Hi Eugene,
Data distribution is done via the bucket allocation in the partition
region. By default a partition region uses 113 buckets.
Bucket allocation for data entries is done by taking the key.hashCode %
113 + 1. This can have an affect on the distribution. If over a
prolonged period you see that some buckets have the greater percentage
of data, you might consider increasing/decreasing the number of buckets.
You could potentially write your own custom partitioner Custom Partition
resolver
<http://geode.docs.pivotal.io/docs/developing/partitioned_regions/using_custom_partition_resolvers.html>.
But that seems to be overkill for what you are trying to achieve.
As for distribution of buckets over nodes, this can only be affected by
doing a rebalance. Having an equal distribution of data across all nodes
all the time, this does not seem feasible, due to the nature of hashes
and keys. But over time, you should see that the data will be "balanced"
across all the nodes.
--Udo
On 4/05/2016 7:24 am, Eugene Strokin wrote:
I've 10 nodes cluster now, and when I was starting it up 3 nodes
didn't connect because I was
missing enable-network-partition-detection=true property. I've sent
some traffic before I noticed the problem and it created total of ~500
items in the distributed cache.
I've stopped the traffic.
I've fixed the problem with those 3 nodes.

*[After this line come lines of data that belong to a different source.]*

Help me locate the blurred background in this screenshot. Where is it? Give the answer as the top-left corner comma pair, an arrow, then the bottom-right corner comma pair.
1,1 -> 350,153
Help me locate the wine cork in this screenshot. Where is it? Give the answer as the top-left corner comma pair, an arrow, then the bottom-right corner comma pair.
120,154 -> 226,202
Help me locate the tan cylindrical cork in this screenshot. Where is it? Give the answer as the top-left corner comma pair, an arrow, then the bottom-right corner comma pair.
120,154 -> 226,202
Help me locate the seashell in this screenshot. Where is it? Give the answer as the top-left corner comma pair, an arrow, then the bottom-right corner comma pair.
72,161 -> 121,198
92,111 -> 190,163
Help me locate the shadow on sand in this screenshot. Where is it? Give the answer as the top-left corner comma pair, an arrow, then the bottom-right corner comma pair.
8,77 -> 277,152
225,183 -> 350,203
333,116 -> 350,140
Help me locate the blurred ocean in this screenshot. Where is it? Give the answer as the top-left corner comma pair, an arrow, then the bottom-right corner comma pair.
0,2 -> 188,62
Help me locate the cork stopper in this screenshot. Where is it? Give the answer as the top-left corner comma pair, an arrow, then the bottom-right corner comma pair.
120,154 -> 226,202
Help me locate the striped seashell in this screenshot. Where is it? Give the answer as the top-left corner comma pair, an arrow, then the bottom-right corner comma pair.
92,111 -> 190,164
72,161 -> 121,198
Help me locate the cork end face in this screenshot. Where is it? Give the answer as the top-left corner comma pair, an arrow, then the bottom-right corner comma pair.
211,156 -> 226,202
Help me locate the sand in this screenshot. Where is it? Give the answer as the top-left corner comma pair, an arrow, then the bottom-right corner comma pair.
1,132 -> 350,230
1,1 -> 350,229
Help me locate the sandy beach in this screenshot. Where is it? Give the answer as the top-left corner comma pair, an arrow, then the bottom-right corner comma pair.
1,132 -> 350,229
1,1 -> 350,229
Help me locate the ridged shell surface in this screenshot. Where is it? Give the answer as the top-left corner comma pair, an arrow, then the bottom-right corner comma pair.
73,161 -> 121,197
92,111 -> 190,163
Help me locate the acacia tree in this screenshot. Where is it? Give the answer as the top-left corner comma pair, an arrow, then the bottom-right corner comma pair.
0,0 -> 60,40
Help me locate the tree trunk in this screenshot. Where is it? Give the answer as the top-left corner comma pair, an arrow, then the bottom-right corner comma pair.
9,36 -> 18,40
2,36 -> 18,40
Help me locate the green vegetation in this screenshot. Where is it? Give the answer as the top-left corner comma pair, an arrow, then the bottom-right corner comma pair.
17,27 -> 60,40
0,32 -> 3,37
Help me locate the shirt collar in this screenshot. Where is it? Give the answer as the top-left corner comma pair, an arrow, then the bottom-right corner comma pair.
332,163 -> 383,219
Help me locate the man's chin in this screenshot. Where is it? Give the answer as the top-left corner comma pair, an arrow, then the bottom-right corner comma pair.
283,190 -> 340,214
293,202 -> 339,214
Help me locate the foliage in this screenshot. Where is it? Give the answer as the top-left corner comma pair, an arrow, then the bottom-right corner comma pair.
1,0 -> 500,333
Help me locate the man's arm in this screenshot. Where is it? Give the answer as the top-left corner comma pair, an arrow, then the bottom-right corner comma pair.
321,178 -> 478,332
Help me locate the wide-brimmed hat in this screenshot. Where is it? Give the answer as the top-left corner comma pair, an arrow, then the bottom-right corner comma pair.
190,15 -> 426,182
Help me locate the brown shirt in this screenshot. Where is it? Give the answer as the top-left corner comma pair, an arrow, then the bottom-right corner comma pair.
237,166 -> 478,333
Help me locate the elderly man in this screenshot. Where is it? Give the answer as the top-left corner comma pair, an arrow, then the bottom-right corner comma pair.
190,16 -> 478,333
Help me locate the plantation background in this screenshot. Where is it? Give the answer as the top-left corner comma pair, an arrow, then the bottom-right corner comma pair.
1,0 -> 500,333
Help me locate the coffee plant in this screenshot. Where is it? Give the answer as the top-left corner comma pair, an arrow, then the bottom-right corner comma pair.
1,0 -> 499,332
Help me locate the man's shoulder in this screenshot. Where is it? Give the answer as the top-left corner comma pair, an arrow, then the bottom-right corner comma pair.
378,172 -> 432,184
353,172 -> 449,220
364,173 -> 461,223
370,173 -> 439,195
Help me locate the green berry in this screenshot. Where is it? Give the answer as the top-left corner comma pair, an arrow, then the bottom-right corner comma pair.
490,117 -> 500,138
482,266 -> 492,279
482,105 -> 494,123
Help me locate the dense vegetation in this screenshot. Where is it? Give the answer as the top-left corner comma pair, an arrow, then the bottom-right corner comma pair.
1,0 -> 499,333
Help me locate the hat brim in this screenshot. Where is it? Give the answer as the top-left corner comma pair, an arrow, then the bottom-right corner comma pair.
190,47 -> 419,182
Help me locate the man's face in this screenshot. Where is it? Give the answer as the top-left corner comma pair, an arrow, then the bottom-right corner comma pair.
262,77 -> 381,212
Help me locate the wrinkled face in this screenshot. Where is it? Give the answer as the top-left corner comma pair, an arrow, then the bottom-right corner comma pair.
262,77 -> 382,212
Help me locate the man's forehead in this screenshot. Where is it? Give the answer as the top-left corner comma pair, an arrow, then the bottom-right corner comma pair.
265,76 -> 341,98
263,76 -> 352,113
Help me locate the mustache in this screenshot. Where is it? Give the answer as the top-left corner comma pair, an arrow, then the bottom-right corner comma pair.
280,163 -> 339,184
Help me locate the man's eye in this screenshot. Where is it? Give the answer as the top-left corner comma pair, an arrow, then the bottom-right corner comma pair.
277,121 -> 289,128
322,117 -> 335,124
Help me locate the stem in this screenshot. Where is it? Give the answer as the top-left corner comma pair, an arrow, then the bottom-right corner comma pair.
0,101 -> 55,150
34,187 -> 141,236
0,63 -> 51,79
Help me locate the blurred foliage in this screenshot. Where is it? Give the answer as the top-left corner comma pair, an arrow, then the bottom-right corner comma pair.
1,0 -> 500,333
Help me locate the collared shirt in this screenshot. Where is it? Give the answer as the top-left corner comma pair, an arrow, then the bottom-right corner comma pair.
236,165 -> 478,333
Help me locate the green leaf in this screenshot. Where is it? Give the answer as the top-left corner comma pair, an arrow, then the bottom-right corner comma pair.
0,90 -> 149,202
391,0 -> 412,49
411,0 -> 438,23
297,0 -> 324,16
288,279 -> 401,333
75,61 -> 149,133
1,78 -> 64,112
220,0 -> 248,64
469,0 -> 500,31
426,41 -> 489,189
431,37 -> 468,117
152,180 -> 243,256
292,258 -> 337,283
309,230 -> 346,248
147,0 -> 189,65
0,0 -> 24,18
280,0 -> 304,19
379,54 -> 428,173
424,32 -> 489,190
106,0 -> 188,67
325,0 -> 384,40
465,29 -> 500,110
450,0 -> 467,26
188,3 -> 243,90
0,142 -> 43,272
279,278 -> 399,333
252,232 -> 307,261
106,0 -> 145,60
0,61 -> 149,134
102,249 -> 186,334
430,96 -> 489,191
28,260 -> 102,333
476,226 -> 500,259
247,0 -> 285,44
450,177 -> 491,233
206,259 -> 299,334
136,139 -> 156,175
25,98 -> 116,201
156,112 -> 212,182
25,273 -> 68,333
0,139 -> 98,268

So 7 nodes had about 55 items and 3 nodes had 0.
I thought, that such small difference wouldn't be even visible in a
long run, and I've put the traffic back on without cleaning the data.
Now, the cluster has total of ~300K items cached, and 7 nodes has
about 40K items, and those 3 nodes about 10K each.
Looks like the distribution kept the ration some how. Is this right?
Can it be fixed somehow without running rebalancing job? I don't mind
to keep those initial 55 items difference, just wanted to set cluster
to keep equal data distribution all the time.
Thanks
Eugene